From 2b8a823c4ab0ad089aefd903abc6c702b52bd420 Mon Sep 17 00:00:00 2001
From: shadow <shadow>
Date: Thu, 21 Aug 2008 06:08:58 +0000
Subject: [PATCH] avoid I/O failures after umount during fail back Branch b1_6
 b=16611 i=green i=rread

---
 lustre/ChangeLog       |  8 ++++++++
 lustre/ptlrpc/import.c | 33 ++++++++++++++++++++++++---------
 2 files changed, 32 insertions(+), 9 deletions(-)

diff --git a/lustre/ChangeLog b/lustre/ChangeLog
index 32141756be..b29653bf2f 100644
--- a/lustre/ChangeLog
+++ b/lustre/ChangeLog
@@ -38,6 +38,14 @@ tbd Sun Microsystems, Inc.
 	* Output of lfs quota has been made less detailed by default,
 	  old (verbose) output can be obtained by using -v option.
 
+Severity   : normal
+Bugzilla   : 16611
+Frequency  : on recovery
+Description: I/O failures after umount during fail back 
+Details    : if client reconnected to restarted server we need join to recovery
+             instead of find server handler is changed and process self eviction
+             with cancel all locks.
+
 Severity   : enhancement
 Bugzilla   : 16633
 Description: Update to RHEL5 kernel-2.6.18-92.1.10.el5.
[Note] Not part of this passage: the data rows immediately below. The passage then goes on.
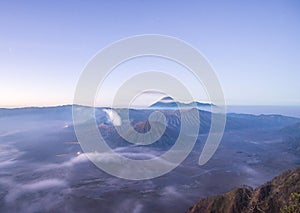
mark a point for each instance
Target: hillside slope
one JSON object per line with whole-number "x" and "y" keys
{"x": 271, "y": 197}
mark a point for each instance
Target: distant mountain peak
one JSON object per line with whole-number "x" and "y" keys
{"x": 169, "y": 102}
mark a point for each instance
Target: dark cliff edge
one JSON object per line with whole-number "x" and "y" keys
{"x": 282, "y": 194}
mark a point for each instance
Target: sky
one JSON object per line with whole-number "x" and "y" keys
{"x": 253, "y": 46}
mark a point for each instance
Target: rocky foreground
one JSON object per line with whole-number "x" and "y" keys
{"x": 282, "y": 194}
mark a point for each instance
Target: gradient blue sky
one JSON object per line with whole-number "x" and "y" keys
{"x": 254, "y": 46}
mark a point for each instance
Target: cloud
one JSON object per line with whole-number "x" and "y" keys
{"x": 113, "y": 117}
{"x": 8, "y": 155}
{"x": 20, "y": 189}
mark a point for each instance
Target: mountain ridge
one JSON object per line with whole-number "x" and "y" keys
{"x": 273, "y": 196}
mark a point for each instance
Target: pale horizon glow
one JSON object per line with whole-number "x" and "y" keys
{"x": 254, "y": 47}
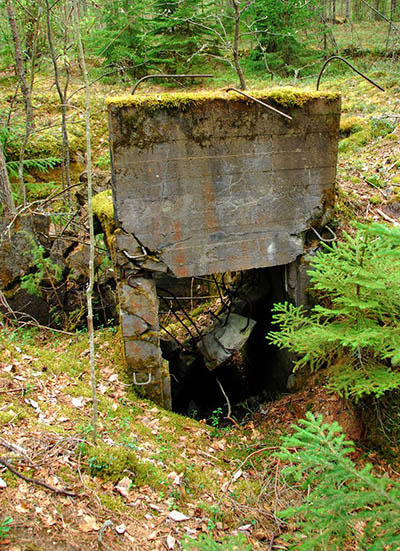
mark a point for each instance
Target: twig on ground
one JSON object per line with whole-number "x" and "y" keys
{"x": 37, "y": 482}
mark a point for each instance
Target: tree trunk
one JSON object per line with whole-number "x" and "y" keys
{"x": 6, "y": 198}
{"x": 62, "y": 94}
{"x": 236, "y": 41}
{"x": 26, "y": 93}
{"x": 89, "y": 291}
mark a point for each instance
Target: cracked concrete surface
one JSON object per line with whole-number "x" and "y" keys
{"x": 216, "y": 187}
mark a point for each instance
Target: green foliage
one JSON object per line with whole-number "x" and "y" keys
{"x": 36, "y": 164}
{"x": 344, "y": 504}
{"x": 5, "y": 526}
{"x": 358, "y": 333}
{"x": 277, "y": 28}
{"x": 206, "y": 542}
{"x": 46, "y": 270}
{"x": 376, "y": 128}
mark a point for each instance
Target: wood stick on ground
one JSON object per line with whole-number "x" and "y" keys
{"x": 34, "y": 481}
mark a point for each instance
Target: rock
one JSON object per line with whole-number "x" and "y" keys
{"x": 221, "y": 343}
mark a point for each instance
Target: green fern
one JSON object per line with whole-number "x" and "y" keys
{"x": 344, "y": 504}
{"x": 37, "y": 164}
{"x": 46, "y": 270}
{"x": 5, "y": 526}
{"x": 358, "y": 334}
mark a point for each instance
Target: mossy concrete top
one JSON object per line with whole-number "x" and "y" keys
{"x": 213, "y": 182}
{"x": 280, "y": 96}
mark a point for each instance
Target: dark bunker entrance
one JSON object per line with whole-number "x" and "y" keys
{"x": 229, "y": 364}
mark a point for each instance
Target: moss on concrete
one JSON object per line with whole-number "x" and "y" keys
{"x": 285, "y": 97}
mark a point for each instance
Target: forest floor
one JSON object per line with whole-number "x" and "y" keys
{"x": 154, "y": 477}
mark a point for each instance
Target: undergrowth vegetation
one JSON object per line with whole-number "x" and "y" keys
{"x": 357, "y": 332}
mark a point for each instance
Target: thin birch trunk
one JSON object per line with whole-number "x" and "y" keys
{"x": 62, "y": 94}
{"x": 6, "y": 198}
{"x": 89, "y": 293}
{"x": 236, "y": 40}
{"x": 26, "y": 93}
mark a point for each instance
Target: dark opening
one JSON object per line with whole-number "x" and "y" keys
{"x": 254, "y": 374}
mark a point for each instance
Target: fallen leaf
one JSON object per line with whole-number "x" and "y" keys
{"x": 22, "y": 507}
{"x": 78, "y": 402}
{"x": 49, "y": 520}
{"x": 177, "y": 516}
{"x": 32, "y": 403}
{"x": 237, "y": 475}
{"x": 89, "y": 524}
{"x": 124, "y": 486}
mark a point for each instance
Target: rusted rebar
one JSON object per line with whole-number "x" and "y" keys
{"x": 260, "y": 102}
{"x": 147, "y": 77}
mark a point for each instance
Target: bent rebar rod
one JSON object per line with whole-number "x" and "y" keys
{"x": 167, "y": 76}
{"x": 351, "y": 66}
{"x": 260, "y": 102}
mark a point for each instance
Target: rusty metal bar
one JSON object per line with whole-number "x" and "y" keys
{"x": 351, "y": 67}
{"x": 260, "y": 102}
{"x": 147, "y": 77}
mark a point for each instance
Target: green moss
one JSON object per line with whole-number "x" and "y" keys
{"x": 376, "y": 200}
{"x": 286, "y": 97}
{"x": 113, "y": 503}
{"x": 103, "y": 206}
{"x": 350, "y": 125}
{"x": 111, "y": 462}
{"x": 103, "y": 209}
{"x": 374, "y": 129}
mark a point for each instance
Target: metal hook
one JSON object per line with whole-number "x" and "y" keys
{"x": 135, "y": 381}
{"x": 323, "y": 238}
{"x": 351, "y": 66}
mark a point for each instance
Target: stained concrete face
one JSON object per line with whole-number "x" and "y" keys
{"x": 223, "y": 185}
{"x": 212, "y": 184}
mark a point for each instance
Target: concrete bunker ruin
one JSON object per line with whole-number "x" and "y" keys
{"x": 207, "y": 183}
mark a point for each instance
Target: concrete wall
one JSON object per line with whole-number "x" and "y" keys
{"x": 213, "y": 183}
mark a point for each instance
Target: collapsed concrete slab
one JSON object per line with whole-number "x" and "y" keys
{"x": 214, "y": 182}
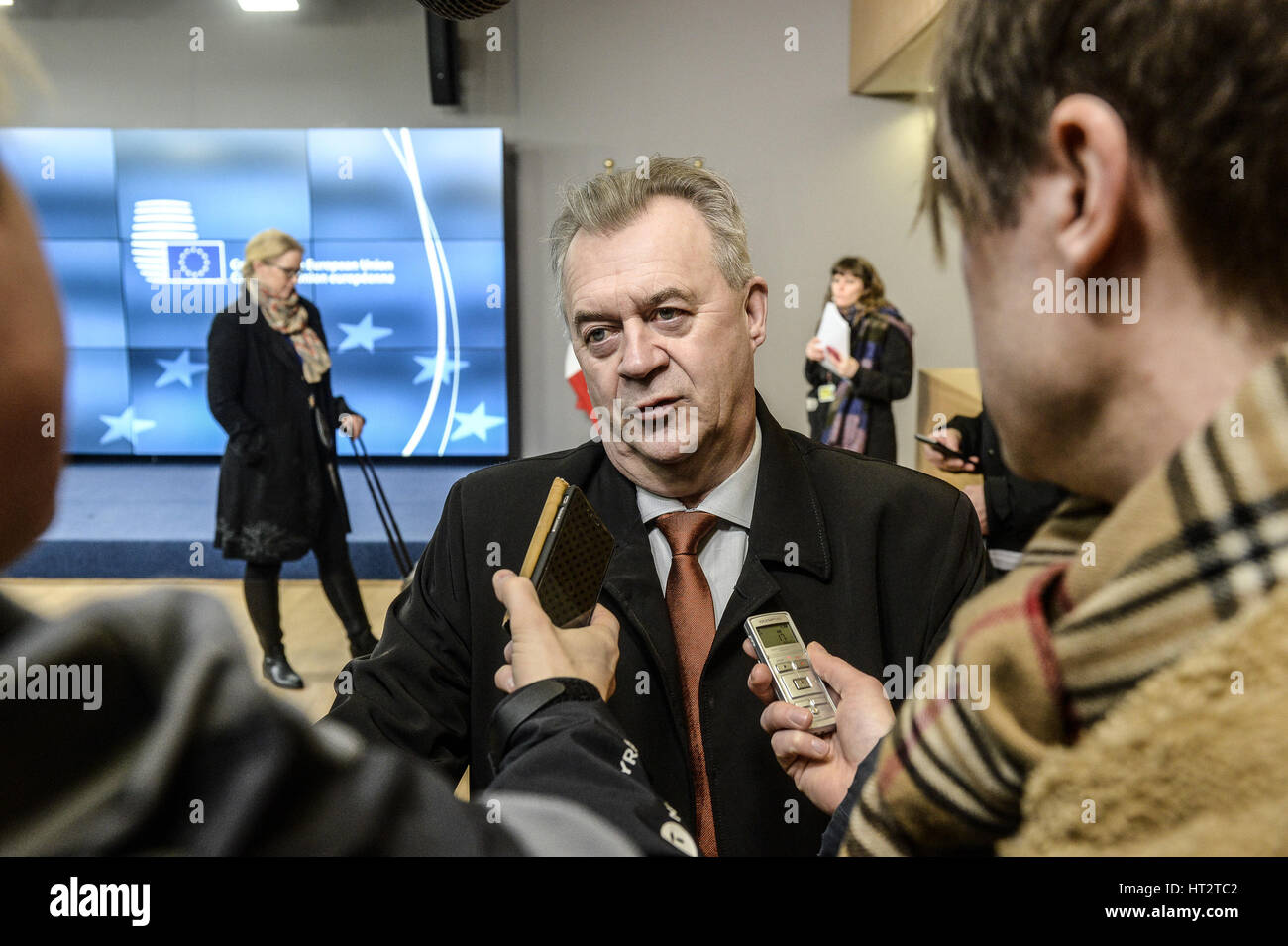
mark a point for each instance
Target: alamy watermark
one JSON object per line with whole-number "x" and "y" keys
{"x": 936, "y": 683}
{"x": 662, "y": 424}
{"x": 24, "y": 681}
{"x": 1078, "y": 296}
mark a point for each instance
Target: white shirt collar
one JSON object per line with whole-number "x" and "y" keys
{"x": 733, "y": 501}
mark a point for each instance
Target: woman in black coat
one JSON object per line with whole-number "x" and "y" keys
{"x": 851, "y": 409}
{"x": 279, "y": 495}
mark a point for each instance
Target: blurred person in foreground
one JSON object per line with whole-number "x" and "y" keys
{"x": 134, "y": 726}
{"x": 1138, "y": 650}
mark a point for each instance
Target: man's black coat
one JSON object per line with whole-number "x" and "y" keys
{"x": 871, "y": 559}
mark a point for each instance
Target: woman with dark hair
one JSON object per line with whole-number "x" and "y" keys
{"x": 851, "y": 409}
{"x": 279, "y": 495}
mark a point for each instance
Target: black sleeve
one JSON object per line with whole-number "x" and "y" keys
{"x": 840, "y": 824}
{"x": 962, "y": 569}
{"x": 226, "y": 357}
{"x": 413, "y": 690}
{"x": 893, "y": 379}
{"x": 971, "y": 431}
{"x": 579, "y": 752}
{"x": 1021, "y": 506}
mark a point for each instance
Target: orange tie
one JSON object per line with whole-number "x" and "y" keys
{"x": 694, "y": 620}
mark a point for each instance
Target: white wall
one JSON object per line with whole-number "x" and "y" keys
{"x": 820, "y": 172}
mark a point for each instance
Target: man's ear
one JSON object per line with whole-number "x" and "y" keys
{"x": 1089, "y": 143}
{"x": 758, "y": 312}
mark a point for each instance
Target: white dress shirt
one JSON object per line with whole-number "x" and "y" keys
{"x": 725, "y": 549}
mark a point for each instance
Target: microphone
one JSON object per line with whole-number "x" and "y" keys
{"x": 463, "y": 9}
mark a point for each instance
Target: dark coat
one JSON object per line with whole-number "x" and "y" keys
{"x": 273, "y": 475}
{"x": 870, "y": 558}
{"x": 1017, "y": 507}
{"x": 885, "y": 382}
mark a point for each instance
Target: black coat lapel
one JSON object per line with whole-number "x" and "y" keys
{"x": 631, "y": 583}
{"x": 786, "y": 528}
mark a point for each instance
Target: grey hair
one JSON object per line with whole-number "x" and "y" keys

diff --git a/lustre/ptlrpc/import.c b/lustre/ptlrpc/import.c
index 0986cc11e7..5d7252d781 100644
--- a/lustre/ptlrpc/import.c
+++ b/lustre/ptlrpc/import.c
@@ -705,19 +705,34 @@ static int ptlrpc_connect_interpret(struct ptlrpc_request *request,
                 if (memcmp(&imp->imp_remote_handle,
                            lustre_msg_get_handle(request->rq_repmsg),
                            sizeof(imp->imp_remote_handle))) {
+                        int level = msg_flags & MSG_CONNECT_RECOVERING ? D_HA :
+                                                                         D_WARNING;
+
+                        /* Bug 16611/14775: if server handle have changed,
+                         * that means some sort of disconnection happened.
+                         * If the server is not in recovery, that also means it
+                         * already erased all of our state because of previous
+                         * eviction. If it is in recovery - we are safe to
+                         * participate since we can reestablish all of our state
+                         * with server again */
+                        CDEBUG(level,"%s@%s changed server handle from "
+                                     LPX64" to "LPX64"%s \n" "but is still in recovery \n",
+                                     obd2cli_tgt(imp->imp_obd),
+                                     imp->imp_connection->c_remote_uuid.uuid,
+                                     imp->imp_remote_handle.cookie,
+                                     lustre_msg_get_handle(request->rq_repmsg)->
+                                                                        cookie,
+                                     (MSG_CONNECT_RECOVERING & msg_flags) ?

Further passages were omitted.